И, внезапным импульсом, он облизнул пальцы - неторопливо, задумчиво; смакуя, провёл языком по нёбу.
- Мне сладок вкус твоей крови, Пришелица Ниоткуда... - произнёс вполголоса, глядя в упор, с прищуром, в её бешено-беспомощные глаза, чёрными - в чёрные.
Молодое вино деймов ударило в голову, как обычно, с двух-трёх первых капель. Сладкий яд торжества закипал в жилах - преобразуясь в хорошо забытое, давно похороненное, но такое простое, естественное желание. Чем ещё, спокон века, мужчина может уязвить женщину? Не просто уязвить - сломить, раздавить, смешать с грязью раз навсегда?!
И опять, как в наркотической эйфории, потянулся он неверной отчего-то рукой; уцепил комби на её груди; рванул исступлённо, помогая себе и ножом, раздирая неподатливую ткань-пластик от горла до паха. Смуглое, в порезах и кровоподтёках тело её, тонкое и мускулистое, судорожной дугою выгнутое на жертвеннике неведомого божества... тёмный, первозданный ужас, выплеснувший вдруг из глубин её глаз, всегда таких гордых, насмешливых, всезнающих... Мозг окутывало багровым туманом. Медленный яд обратил кровь в раскалённую магму, выжигающую изнутри, дотла - и плоть и душу. Неистовство похоти, достигшее пика, швырнуло его, безвольного, вперёд в диком, странно затяжном прыжке, как сквозь густеющий металлоцемент, - и парализовало на середине движения.
Во имя Светлого Неба! кто здесь - палач, кто - жертва?!
Из-за камня к её обессиленному телу метнулась ещё чья-то, новая рука - гибкой стремительной змейкой... худенькая, в цыпках детская ручонка. Отчаянный визг в клочья располосовал застойную, тяжёлую тишину подземелья, да и нервы заодно, когда маленькие пальцы намертво охватили рубин; рванули с силой, возможной только в ночном кошмаре. Два звена платиновой цепочки лопнули в двух местах; отшвырнутый гадливо, кристалл прочертил полутьму метеором в замедленной съёмке - и, как метеор же, сгинул бесследно, не достигнув земли.

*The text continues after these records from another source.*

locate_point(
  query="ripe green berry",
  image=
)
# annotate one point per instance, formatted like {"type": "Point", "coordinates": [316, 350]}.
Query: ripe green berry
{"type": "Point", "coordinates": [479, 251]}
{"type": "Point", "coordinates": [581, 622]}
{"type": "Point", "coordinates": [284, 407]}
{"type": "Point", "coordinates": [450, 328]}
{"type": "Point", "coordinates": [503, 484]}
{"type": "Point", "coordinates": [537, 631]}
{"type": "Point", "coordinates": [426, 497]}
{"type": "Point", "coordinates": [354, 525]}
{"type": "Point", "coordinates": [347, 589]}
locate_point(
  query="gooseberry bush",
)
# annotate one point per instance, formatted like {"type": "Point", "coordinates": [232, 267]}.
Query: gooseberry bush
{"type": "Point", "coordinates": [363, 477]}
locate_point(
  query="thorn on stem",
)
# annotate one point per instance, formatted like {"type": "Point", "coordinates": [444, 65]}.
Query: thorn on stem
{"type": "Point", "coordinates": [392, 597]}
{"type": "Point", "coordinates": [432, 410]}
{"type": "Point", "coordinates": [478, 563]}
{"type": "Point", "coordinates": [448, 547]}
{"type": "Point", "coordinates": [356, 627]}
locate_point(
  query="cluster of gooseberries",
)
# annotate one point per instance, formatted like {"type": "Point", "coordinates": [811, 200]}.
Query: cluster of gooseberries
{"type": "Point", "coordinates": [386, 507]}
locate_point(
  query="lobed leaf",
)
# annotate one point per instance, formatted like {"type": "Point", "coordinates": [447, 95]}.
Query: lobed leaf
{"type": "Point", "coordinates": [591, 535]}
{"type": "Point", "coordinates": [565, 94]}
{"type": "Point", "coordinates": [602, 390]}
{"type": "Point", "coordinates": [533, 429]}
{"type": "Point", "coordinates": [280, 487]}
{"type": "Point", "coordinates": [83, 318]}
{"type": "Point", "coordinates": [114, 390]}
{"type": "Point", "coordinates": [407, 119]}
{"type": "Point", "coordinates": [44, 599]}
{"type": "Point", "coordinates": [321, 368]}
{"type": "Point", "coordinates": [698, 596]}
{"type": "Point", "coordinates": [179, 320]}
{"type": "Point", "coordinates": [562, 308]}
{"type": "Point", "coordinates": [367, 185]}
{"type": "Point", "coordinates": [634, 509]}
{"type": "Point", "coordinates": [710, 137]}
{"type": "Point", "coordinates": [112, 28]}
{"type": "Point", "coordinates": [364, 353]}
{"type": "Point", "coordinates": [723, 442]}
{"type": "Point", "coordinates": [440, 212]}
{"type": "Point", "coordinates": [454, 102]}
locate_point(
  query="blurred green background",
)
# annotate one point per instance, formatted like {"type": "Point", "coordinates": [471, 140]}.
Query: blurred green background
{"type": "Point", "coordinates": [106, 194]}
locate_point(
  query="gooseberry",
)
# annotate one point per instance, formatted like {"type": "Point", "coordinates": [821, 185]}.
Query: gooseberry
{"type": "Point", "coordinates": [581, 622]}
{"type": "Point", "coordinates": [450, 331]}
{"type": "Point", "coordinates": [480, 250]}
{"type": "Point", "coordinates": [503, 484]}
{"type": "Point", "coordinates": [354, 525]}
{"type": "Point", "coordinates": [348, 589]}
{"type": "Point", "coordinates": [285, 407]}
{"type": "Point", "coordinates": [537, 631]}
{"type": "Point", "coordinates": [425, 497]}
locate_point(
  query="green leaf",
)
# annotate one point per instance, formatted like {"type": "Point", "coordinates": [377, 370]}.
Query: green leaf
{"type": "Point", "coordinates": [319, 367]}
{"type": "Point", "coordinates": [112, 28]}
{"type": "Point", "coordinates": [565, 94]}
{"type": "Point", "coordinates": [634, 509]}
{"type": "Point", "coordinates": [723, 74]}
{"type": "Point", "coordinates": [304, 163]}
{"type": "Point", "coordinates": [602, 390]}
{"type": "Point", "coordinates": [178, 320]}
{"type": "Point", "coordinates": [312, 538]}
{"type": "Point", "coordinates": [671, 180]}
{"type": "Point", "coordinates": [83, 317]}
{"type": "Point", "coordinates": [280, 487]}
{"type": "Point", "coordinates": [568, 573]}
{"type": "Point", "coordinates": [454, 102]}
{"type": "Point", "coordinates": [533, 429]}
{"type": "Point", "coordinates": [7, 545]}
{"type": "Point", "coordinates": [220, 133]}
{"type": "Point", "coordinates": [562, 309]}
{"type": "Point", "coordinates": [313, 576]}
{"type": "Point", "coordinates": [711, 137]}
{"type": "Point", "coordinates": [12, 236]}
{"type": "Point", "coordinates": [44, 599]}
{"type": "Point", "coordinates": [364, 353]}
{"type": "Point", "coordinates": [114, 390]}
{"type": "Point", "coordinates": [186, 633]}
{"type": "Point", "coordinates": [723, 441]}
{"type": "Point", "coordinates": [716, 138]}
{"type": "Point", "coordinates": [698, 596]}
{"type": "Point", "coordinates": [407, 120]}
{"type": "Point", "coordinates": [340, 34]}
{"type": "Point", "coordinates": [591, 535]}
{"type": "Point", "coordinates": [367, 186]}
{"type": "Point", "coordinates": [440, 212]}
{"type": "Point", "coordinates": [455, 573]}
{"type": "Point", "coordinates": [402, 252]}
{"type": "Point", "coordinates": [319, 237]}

А она уже жутко-неторопливо поднималась на ноги, в лиловатом коконе из шаровой молнии; и оплавленные металл и камень стекали по границе его тягучими каплями; и ещё одна бывшая беспризорница без опаски встала рядом, со своей чисто отмытой и перекошенной яростью детской мордашкой...
- Диса, - только и выговорила прежняя Пришелица Ниоткуда: негромко, с убийственной отчётливостью.